Como habéis estudiado con profundidad en estos tres días de Simposio, se impone lograr que los sacerdotes adquieran en sus años de preparación, y en la sucesiva formación permanente, una clara conciencia de la identidad que existe entre la realización de su vocación personal —ser sacerdote en la Iglesia—, y el ejercicio del ministerio in persona Christi Capitis. Su servicio a la Iglesia consiste, esencialmente (otros modos de servir un sacerdote pueden ser legítimos, pero secundarios), en personificar activa y humildemente entre sus hermanos a Cristo Sacerdote que da vida y purifica a la Iglesia, a Cristo Buen Pastor que la conduce en unidad hacia el Padre, y a Cristo Maestro que la conforta y la estimula con su Palabra, y con el ejemplo de su Vida.

Esta formación del sacerdote es algo que dura toda la vida, porque, en sus diversos aspectos, tiende —debe tender— a formar a Cristo en él 58, realizando esa identificación como tarea, en respuesta a lo que esa identificación tiene ya como don sacramental recibido. Una tarea, que postula antes aún que una incesante actividad pastoral, y como condición de la eficacia de ésta, una intensa vida de oración y de penitencia, una sincera dirección espiritual de la propia alma, un recurso al sacramento de la Penitencia vivido con periodicidad y con extremada delicadeza, y toda esta existencia enraizada, centrada y unificada en el Sacrificio Eucarístico.

Una nueva evangelización, sí, pero con la conciencia clara de que —con palabras de Mons.

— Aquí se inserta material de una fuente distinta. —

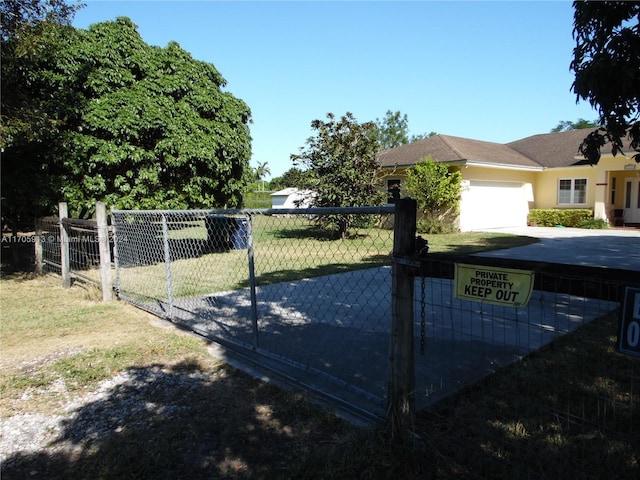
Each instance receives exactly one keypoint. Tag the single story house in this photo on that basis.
(290, 198)
(502, 182)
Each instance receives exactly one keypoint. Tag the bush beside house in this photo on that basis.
(552, 217)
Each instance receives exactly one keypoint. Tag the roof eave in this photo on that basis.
(505, 166)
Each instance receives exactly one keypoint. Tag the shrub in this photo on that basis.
(594, 224)
(552, 217)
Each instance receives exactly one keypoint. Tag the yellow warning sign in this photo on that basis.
(498, 286)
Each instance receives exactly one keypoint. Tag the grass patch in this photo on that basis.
(569, 411)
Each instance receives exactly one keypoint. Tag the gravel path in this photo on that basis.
(87, 417)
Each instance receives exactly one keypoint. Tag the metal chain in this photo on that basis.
(422, 317)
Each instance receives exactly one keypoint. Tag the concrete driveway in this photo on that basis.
(612, 248)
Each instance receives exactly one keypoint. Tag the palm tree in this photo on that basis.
(261, 171)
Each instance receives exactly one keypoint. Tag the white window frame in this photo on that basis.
(396, 182)
(573, 191)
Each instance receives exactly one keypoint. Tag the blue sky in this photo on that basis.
(493, 71)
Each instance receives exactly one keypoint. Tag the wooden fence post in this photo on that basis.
(63, 213)
(105, 252)
(38, 249)
(401, 380)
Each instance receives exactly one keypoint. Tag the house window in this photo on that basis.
(393, 190)
(614, 185)
(572, 191)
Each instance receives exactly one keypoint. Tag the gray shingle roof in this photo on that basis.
(538, 151)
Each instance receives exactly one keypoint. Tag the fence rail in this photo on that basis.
(77, 248)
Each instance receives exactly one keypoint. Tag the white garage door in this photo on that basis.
(493, 205)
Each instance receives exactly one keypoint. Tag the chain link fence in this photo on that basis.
(278, 283)
(280, 287)
(542, 387)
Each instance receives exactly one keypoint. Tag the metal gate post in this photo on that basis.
(65, 262)
(167, 264)
(252, 283)
(401, 382)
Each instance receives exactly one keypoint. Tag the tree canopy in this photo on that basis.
(436, 189)
(606, 63)
(119, 121)
(342, 165)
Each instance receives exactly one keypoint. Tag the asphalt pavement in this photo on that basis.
(611, 248)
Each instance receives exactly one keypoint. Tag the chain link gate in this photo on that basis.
(274, 283)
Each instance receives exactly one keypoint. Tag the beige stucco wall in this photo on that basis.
(545, 182)
(497, 174)
(469, 173)
(598, 184)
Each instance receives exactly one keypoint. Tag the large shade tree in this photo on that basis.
(133, 125)
(607, 72)
(341, 165)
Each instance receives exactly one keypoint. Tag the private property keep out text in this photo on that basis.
(491, 279)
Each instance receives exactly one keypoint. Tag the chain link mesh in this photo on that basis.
(321, 302)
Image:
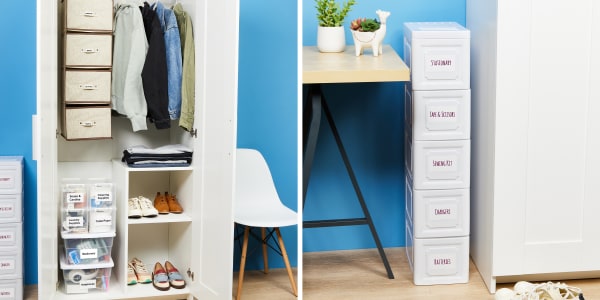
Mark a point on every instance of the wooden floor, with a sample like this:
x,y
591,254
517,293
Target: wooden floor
x,y
359,274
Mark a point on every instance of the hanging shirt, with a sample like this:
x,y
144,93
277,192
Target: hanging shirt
x,y
188,77
129,52
168,23
154,73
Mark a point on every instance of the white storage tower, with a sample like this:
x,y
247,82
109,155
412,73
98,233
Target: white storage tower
x,y
11,227
437,147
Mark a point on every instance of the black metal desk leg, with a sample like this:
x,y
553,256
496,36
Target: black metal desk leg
x,y
311,125
363,205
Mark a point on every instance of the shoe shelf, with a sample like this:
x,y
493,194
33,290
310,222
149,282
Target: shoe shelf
x,y
154,239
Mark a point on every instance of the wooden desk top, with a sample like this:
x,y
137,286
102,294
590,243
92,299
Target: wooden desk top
x,y
343,67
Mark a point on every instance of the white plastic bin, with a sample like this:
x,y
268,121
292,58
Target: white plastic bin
x,y
438,55
438,115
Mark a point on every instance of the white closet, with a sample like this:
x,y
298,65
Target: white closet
x,y
200,241
536,138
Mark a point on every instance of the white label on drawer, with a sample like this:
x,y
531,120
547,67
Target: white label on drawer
x,y
7,264
441,263
442,117
75,197
442,215
90,284
88,253
7,181
102,220
442,166
7,209
440,63
7,293
74,222
7,236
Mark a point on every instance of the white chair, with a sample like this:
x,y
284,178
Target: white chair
x,y
257,205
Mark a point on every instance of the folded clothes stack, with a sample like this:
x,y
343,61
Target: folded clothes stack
x,y
176,155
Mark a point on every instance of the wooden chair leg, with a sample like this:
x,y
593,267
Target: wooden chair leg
x,y
265,258
243,263
287,262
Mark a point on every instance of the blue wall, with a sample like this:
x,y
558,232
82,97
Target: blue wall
x,y
17,104
267,102
369,118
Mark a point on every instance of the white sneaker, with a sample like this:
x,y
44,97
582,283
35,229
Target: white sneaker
x,y
147,206
134,209
558,291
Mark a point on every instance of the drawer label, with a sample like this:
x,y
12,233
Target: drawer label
x,y
442,264
74,222
442,166
7,236
440,63
75,197
7,293
7,264
88,253
7,209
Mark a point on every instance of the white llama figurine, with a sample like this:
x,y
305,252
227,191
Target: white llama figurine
x,y
373,40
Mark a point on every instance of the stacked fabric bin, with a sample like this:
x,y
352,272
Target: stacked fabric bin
x,y
437,148
11,227
88,218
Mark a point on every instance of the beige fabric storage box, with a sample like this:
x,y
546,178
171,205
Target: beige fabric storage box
x,y
88,50
87,87
84,15
89,122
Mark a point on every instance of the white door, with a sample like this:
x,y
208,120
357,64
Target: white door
x,y
547,137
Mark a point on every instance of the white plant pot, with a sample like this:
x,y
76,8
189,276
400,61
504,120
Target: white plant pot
x,y
331,39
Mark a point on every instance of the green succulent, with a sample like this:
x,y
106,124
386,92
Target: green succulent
x,y
331,14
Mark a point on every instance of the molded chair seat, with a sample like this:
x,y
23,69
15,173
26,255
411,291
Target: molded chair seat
x,y
258,205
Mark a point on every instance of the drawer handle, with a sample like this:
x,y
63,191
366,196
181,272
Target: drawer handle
x,y
88,86
90,51
87,123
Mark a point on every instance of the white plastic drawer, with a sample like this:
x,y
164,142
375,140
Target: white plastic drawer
x,y
87,123
439,115
11,208
438,54
11,289
89,15
82,87
11,265
11,236
438,260
439,164
88,50
11,175
438,213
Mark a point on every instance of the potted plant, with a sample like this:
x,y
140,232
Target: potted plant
x,y
331,16
369,33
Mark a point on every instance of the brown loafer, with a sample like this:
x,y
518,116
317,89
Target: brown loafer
x,y
160,278
174,206
175,278
160,203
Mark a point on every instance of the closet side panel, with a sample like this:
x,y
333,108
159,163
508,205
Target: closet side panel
x,y
482,22
47,99
216,36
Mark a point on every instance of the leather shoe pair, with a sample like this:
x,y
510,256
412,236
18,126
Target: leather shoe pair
x,y
169,276
167,204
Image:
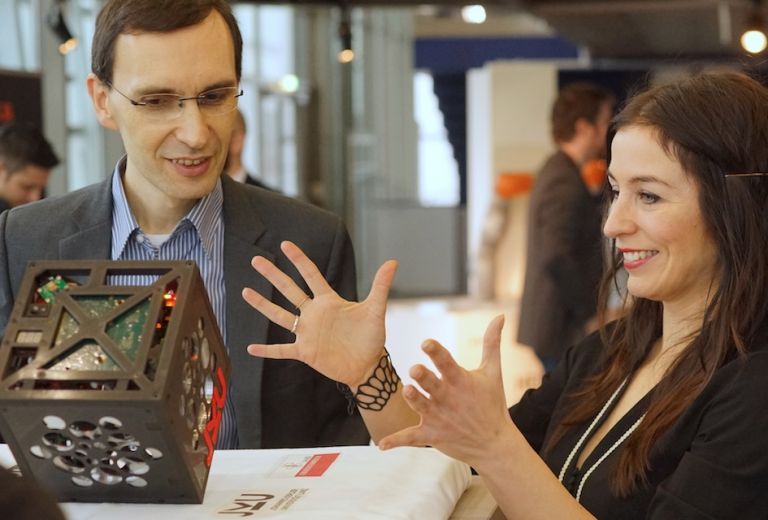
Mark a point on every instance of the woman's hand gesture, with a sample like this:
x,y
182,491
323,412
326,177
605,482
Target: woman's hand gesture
x,y
341,339
465,415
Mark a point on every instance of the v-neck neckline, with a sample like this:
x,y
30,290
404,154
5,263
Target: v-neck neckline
x,y
617,430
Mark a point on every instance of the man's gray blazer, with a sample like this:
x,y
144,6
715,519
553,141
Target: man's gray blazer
x,y
279,404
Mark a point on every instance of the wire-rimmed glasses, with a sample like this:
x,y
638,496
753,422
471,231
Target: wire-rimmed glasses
x,y
166,106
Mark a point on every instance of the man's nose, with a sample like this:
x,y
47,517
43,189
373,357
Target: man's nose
x,y
192,128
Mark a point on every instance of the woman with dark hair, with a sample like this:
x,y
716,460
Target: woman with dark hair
x,y
663,413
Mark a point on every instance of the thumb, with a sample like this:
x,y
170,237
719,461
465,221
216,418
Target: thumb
x,y
491,345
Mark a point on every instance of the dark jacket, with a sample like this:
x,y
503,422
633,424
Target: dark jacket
x,y
564,260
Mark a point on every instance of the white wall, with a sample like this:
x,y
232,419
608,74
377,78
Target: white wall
x,y
508,130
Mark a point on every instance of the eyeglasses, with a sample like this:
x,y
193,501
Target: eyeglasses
x,y
213,102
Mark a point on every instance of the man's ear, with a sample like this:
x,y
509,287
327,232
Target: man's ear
x,y
237,142
99,94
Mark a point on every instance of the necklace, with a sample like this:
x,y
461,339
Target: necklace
x,y
586,435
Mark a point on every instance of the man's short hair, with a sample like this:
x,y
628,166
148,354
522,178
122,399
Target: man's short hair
x,y
22,144
153,16
577,101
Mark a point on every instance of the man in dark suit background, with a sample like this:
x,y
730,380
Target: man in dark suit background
x,y
234,166
564,260
26,160
166,76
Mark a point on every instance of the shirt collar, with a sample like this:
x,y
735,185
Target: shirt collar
x,y
205,216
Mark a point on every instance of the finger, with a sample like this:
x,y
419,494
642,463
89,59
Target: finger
x,y
492,344
272,311
411,436
444,362
427,380
274,351
279,279
309,271
418,402
382,282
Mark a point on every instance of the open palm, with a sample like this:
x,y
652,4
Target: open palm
x,y
339,338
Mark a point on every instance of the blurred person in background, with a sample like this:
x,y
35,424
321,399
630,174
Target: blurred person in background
x,y
564,259
234,166
26,160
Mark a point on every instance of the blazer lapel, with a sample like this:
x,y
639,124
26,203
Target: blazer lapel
x,y
94,219
242,230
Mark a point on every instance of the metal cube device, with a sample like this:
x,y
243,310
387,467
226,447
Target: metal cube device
x,y
110,391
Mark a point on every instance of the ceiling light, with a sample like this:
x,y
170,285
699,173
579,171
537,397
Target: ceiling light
x,y
346,55
56,22
754,40
473,13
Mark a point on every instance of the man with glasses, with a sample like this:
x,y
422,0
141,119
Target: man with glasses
x,y
166,76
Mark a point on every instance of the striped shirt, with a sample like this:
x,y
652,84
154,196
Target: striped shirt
x,y
199,236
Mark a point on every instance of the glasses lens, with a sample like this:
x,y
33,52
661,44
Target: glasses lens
x,y
161,103
218,101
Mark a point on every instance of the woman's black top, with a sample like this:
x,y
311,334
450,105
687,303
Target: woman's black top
x,y
711,463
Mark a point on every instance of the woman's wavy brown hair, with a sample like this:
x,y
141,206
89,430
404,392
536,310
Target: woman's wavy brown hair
x,y
716,127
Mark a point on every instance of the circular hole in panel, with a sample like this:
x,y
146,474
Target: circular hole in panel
x,y
106,475
110,423
186,380
205,353
121,437
82,481
131,447
53,422
190,415
84,430
133,465
154,453
59,441
208,388
68,463
135,481
40,452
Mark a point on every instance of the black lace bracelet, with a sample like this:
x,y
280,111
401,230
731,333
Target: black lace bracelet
x,y
379,388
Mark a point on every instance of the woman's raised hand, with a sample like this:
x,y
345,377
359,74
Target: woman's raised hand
x,y
341,339
465,415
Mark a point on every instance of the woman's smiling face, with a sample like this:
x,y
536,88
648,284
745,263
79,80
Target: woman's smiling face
x,y
657,223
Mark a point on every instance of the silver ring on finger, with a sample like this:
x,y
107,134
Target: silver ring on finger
x,y
305,300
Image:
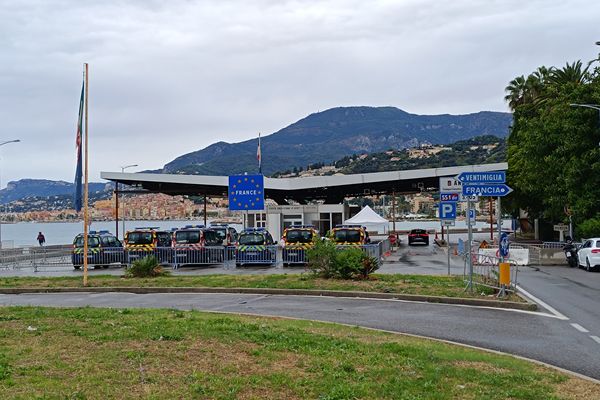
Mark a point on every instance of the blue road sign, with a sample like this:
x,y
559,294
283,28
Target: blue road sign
x,y
504,244
482,177
448,210
246,192
446,196
472,214
486,190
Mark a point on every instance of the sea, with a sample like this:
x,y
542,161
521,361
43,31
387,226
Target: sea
x,y
24,234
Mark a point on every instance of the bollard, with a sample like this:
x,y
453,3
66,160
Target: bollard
x,y
504,279
504,274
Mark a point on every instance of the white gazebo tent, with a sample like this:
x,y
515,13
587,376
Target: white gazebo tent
x,y
370,219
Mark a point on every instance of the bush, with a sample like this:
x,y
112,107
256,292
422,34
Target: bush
x,y
321,258
327,261
349,262
589,228
146,267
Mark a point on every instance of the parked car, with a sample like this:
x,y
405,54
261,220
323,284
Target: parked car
x,y
255,246
197,245
103,249
349,235
227,234
295,240
418,236
588,255
151,241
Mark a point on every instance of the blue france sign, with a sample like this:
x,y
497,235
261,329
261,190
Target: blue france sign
x,y
446,196
448,210
482,177
246,192
486,190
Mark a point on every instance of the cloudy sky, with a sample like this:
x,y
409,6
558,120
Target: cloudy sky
x,y
170,77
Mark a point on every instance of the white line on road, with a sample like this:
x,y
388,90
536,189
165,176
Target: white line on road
x,y
580,328
548,307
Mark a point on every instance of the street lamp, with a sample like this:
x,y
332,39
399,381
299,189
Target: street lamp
x,y
592,106
2,144
123,168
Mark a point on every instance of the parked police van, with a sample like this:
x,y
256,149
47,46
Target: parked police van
x,y
255,246
103,249
295,240
197,245
148,241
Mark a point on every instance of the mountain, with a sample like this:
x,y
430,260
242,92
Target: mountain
x,y
17,190
332,134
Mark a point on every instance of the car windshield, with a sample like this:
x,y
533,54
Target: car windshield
x,y
164,239
93,241
187,237
251,239
299,236
347,235
221,232
139,238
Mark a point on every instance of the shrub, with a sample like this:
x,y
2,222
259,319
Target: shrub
x,y
146,267
327,261
589,228
321,258
349,262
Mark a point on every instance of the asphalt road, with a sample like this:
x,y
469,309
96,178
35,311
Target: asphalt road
x,y
535,335
565,334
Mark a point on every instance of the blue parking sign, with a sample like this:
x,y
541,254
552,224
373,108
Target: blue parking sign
x,y
447,210
246,192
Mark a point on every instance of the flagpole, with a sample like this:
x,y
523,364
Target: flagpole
x,y
85,188
259,156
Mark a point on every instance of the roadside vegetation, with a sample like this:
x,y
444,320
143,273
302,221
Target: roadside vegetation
x,y
86,353
452,286
553,144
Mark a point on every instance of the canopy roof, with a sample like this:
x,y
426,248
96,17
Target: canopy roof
x,y
367,216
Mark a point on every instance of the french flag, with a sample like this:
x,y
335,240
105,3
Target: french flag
x,y
258,155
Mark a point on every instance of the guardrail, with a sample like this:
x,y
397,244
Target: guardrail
x,y
486,271
229,256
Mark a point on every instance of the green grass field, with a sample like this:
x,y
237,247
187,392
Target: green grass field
x,y
406,284
88,353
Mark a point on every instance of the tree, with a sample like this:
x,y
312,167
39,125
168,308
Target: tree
x,y
553,152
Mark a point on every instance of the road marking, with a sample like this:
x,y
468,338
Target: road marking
x,y
580,328
548,307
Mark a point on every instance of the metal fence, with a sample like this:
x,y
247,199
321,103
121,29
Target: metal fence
x,y
53,257
486,271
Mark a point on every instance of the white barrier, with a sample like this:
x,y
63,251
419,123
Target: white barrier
x,y
518,256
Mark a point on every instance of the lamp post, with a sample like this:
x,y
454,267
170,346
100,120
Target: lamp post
x,y
123,168
2,144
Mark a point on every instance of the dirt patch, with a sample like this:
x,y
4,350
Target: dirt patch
x,y
578,389
480,366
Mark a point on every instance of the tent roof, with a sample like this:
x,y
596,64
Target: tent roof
x,y
367,216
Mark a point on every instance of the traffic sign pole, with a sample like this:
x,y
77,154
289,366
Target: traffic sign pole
x,y
469,245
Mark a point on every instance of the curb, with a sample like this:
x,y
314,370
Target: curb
x,y
529,306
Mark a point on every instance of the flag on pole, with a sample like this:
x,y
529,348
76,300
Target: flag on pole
x,y
77,201
258,155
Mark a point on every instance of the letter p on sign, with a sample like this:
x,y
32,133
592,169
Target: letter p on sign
x,y
447,210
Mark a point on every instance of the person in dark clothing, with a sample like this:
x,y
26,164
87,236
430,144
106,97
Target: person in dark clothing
x,y
41,239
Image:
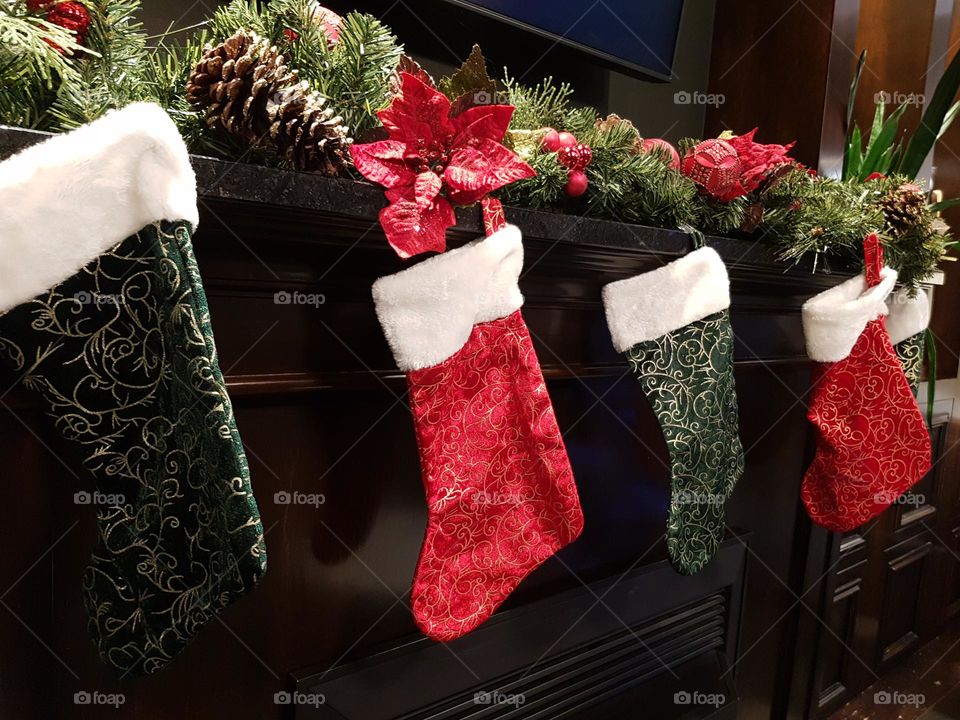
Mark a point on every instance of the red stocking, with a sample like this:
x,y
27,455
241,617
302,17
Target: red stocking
x,y
872,442
499,488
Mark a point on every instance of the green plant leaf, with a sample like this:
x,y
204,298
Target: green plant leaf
x,y
931,125
854,87
854,155
948,119
881,140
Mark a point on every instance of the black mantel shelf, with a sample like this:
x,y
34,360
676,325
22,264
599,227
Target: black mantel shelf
x,y
305,192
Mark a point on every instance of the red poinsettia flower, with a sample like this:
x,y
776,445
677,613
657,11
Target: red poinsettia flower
x,y
432,161
756,161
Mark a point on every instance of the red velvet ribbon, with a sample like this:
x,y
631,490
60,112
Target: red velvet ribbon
x,y
872,259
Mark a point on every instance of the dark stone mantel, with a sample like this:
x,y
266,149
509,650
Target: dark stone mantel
x,y
306,193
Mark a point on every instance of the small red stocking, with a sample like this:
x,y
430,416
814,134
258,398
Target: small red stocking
x,y
872,442
499,488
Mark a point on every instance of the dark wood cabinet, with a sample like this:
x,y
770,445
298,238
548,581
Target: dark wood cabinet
x,y
888,587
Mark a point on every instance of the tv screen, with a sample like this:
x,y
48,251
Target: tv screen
x,y
635,34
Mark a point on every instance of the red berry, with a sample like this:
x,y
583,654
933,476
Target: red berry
x,y
576,183
551,140
576,157
71,16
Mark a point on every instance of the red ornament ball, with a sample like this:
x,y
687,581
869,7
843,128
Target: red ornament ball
x,y
713,165
576,183
567,139
551,140
575,157
666,150
70,16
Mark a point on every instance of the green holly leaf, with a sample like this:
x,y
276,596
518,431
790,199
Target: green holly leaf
x,y
470,85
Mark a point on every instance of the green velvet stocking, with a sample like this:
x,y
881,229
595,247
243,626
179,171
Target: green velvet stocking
x,y
687,375
123,359
910,352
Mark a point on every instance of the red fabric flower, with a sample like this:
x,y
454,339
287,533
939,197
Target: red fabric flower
x,y
432,160
756,161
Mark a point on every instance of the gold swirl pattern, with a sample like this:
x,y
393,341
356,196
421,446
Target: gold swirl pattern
x,y
499,488
687,376
910,353
123,358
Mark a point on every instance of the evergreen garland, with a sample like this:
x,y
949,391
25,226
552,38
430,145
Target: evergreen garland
x,y
46,89
803,216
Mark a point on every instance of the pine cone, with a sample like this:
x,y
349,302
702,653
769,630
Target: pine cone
x,y
246,89
307,134
903,209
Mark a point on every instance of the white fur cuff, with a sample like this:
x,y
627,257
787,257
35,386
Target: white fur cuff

Escrivá de Balaguer— «en la vida espiritual no hay nada que inventar; sólo cabe luchar por identificarse con Cristo, ser otros Cristos —ipse Christus—, enamorarse y vivir de Cristo, que es el mismo ayer, que hoy y será el mismo siempre: Iesus Christus heri et hodie, ipse et in saecula (Hebr. XIII, 8)» 59.

De Cristo Sumo y Eterno Sacerdote canta la Iglesia: Ave verum corpus natum de Maria Virgine. Yo pido al Señor que en la formación sacerdotal esté siempre presente el camino mariano por el que el Hijo de Dios vino a los hombres.